Une famille traverse ce qui ressemble sans le dire à la guerre d’Algérie. Une famille de parias. Une mère, son fils et la bru «la plus laide du pays d’à côté et de tous les pays d’alentour» errent de larcins minables en sublimes traîtrises, tandis qu’autour la révolution gronde. Colons et colonisés, civils et militaires, magistrats et prostituées : quelque cent dix personnages défilent en seize tableaux.
Quatre ans après la fin de la guerre d’Algérie, la pièce fit scandale ; différents mouvements de droite la reçoivent comme une atteinte à l’image virile de la France coloniale. Les esprits, depuis, se sont apaisés. La scène des pets, la bonne odeur de France, qui révoltait les jeunes militants nationalistes et ultranationalistes, a perdu de son aspect antimilitariste et transgressif. Le scandale n’est plus. Reste l’essentiel.
Oraison funèbre
Le texte, dans cette version amputée de près de la moitié, procède plus d’une oraison funèbre que de la question de la décolonisation. Il s’intéresse au travail de deuil en milieu hostile, décadent et déclassé. L’auteur prétendait déjà que la pièce n’était pas sur la guerre d’Algérie, mais qu’elle se voulait une médiation sur la guerre d’Algérie. Jean Genet y rumine naturellement les fantasmes d’extrême gauche autour des damnés de la terre, cependant que (comme pour sa célèbre pièce « les Bonnes ») les exclus n’ont pas le cœur innocent. Le discours politique a beaucoup perdu. Il séduit moins, comme il savait le faire à l’époque de Blin, le monde littéraire de la rive gauche.

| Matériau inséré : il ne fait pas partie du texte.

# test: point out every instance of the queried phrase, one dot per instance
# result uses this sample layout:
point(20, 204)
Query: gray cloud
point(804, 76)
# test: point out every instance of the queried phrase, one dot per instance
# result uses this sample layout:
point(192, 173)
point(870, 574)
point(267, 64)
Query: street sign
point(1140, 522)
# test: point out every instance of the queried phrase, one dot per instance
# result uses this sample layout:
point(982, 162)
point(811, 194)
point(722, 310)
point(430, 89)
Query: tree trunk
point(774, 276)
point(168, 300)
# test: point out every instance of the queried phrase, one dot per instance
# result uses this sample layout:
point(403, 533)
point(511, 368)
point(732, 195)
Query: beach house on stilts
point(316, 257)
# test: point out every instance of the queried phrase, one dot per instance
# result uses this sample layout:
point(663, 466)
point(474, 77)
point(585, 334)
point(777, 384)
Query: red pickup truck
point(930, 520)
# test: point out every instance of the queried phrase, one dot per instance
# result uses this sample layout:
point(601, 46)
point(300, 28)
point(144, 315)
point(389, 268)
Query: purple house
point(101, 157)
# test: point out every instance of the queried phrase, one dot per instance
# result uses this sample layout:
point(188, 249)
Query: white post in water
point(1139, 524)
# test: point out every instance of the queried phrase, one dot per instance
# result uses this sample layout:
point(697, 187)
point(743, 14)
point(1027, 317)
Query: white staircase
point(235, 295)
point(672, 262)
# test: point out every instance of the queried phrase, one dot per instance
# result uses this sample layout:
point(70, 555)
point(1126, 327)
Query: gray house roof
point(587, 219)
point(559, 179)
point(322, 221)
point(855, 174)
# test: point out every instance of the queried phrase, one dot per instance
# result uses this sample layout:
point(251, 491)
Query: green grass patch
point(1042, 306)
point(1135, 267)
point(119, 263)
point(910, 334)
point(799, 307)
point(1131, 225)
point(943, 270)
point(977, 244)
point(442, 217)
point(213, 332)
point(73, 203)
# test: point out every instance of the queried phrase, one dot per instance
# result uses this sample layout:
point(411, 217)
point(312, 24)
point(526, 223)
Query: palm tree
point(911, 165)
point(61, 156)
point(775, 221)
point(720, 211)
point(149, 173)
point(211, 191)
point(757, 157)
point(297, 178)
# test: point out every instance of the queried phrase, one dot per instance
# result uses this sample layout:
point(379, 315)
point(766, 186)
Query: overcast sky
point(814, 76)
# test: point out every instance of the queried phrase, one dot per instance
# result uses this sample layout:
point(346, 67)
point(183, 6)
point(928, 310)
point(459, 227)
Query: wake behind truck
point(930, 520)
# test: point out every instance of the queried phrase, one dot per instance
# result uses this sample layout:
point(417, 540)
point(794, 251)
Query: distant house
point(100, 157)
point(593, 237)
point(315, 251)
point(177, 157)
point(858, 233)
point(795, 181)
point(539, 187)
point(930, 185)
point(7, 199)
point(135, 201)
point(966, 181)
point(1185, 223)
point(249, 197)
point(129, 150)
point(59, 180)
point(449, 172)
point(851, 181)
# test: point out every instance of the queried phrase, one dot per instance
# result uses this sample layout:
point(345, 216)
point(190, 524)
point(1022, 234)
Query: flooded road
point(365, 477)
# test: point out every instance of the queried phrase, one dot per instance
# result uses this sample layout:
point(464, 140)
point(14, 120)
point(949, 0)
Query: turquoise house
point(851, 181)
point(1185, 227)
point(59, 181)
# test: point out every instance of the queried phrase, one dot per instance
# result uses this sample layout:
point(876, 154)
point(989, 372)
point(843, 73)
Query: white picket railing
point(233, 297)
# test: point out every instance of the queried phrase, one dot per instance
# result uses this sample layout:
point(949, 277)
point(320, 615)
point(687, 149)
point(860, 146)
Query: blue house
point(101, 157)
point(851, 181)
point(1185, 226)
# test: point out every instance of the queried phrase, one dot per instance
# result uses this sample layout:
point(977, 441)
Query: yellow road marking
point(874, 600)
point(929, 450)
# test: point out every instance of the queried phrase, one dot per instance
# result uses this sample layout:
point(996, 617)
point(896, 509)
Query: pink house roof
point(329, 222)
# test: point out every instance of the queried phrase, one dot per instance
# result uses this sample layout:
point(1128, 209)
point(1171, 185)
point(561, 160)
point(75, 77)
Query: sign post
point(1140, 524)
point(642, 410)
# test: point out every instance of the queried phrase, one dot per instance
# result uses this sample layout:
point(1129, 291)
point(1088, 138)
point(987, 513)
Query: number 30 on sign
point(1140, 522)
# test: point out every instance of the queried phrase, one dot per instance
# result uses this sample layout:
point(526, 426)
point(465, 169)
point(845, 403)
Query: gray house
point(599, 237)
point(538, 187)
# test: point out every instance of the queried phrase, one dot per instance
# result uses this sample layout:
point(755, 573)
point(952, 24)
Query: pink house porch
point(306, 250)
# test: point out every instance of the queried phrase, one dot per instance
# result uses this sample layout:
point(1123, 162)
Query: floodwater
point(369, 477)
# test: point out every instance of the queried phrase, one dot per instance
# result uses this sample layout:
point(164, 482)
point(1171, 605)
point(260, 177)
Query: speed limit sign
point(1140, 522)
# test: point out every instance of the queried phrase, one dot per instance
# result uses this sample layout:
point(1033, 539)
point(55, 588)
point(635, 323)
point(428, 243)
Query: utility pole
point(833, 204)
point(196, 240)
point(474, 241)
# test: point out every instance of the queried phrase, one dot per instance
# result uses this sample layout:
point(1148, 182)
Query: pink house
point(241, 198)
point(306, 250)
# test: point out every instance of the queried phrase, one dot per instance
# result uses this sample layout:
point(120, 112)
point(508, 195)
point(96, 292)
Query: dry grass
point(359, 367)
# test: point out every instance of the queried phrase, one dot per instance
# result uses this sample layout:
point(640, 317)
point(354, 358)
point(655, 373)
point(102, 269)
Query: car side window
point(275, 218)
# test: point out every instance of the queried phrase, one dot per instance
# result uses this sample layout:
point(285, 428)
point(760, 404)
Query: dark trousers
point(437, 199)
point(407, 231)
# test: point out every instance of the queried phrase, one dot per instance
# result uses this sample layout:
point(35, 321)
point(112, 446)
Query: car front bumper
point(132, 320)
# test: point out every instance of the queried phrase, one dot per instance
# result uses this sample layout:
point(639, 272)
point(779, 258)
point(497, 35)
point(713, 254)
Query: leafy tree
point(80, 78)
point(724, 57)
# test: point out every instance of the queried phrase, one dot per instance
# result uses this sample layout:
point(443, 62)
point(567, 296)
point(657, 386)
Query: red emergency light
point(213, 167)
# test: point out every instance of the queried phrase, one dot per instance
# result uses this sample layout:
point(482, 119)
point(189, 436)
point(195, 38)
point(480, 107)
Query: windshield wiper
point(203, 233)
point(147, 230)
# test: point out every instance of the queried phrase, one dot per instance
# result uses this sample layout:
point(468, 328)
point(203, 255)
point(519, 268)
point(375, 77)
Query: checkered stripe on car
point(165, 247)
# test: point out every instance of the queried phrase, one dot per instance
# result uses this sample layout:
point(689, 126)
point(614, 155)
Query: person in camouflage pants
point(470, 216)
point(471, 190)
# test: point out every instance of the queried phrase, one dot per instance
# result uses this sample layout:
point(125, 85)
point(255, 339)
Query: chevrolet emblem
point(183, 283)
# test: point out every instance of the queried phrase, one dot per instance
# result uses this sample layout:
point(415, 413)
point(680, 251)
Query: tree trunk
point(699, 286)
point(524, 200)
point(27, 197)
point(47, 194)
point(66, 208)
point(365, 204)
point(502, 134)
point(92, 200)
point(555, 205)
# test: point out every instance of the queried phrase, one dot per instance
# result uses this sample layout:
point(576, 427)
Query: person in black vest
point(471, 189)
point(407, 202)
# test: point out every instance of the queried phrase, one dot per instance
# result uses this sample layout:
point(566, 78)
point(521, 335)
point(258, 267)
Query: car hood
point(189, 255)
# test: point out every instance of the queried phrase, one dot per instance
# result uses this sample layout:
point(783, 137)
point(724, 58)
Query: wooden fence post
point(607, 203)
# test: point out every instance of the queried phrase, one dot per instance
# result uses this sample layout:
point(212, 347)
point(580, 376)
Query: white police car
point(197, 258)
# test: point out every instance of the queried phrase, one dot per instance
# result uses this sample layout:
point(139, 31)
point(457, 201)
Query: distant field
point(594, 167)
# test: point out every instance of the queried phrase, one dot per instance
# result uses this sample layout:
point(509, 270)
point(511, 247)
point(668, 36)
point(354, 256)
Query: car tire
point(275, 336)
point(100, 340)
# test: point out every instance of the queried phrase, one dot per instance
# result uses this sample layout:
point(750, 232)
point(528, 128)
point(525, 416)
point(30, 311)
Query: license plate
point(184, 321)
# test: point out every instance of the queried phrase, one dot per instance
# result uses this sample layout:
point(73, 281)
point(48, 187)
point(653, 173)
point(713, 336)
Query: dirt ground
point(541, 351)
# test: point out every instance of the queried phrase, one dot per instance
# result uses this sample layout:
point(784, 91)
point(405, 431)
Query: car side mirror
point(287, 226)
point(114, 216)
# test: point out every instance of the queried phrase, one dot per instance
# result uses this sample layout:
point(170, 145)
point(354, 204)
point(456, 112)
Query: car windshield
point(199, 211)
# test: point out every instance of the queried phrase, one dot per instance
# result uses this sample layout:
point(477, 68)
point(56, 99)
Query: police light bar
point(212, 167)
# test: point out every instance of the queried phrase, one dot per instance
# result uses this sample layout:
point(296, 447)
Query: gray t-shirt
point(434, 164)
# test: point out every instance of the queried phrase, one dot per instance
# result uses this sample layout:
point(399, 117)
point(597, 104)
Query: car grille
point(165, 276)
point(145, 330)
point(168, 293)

Nauzyciel a ce premier génie d’expurger le discours politique simpliste de celui qui écrit ses premiers textes en prison, qui imagina un Hitler érotiquement homosexuel, qui écrira qu’Israël est un bleu, une ecchymose (Sartre le qualifia d’antisémite). Toutefois, le metteur en scène ne contourne pas le devoir de mémoire ; il y concède dans un intermède vidéo en début de deuxième acte. Les enjeux ont vieilli? Tant mieux, car s’ouvre à nous l’occasion de re-découvrir la plume sombre et majestueuse de Genet. Et l’univers fabuleux de l’écrivain paria.
Mise en scène éblouissante d’Arthur Nauzyciel
Le texte est un incendie d’égoïsme, d’égocentrisme, de vanité et de narcissisme. De déchéance aussi. Rarement un texte fut aussi vivant. Chaque mot, chaque objet vit alors qu’il n’expose qu’une seule chose vraiment : la petitesse de l’homme devant la mort. Les paravents manipulés à vue à la création de la pièce figuraient les différents lieux. Ils sont remplacés ici par un grand escalier où s’entremêlent les destins croisés d’hommes et de femmes arabes, de familles de colons français, de prostituées, d’officiers, de légionnaires, d’un peuple des morts revenus parmi les vivants. Cet escalier se métamorphosant au gré de la création lumière (splendide) est un lieu de passage, un non-lieu. L’univers de Genet peuplé de zombis émerge devant nous.
Ainsi, Arthur Nauzyciel ajoute un chef-d’œuvre au chef-d’œuvre de Jean Genet. Il signe une rêverie opératique sombre et somptueuse de quatre heures autour des thèmes favori de l’auteur décadent : la déréliction et la mort.
La mise en scène éblouit. Nous sommes subjugués par cette fresque tragique, cette farce grotesque autour des combats perdus, puanteur comprise, contre la mort. Le chef-d’œuvre de Genet est magnifié.
Et les comédiens sont chacun.e irréalistes, irréel.les, fantasmatiques, inoubliables. Citons entre autres, mais chacun.e mérite des applaudissements nourris, Xavier Gallais, Marie Sophie Ferdane ou encore Hinda Abdelaoui qui reprend le rôle tenu par Maria Casares à la création. Ils participent à une grandiose chorégraphie imaginée par Nauzyciel pour rendre compte des limbes littéraires de Genet.
Aprés Blin, Nauzyciel marque l’histoire de l’œuvre. Il lui pourvoit une puissance inégalée qui nous fascine et qui nous refuse toute interprétation pertinente, toute sage analyse, car il colonise nos cœurs.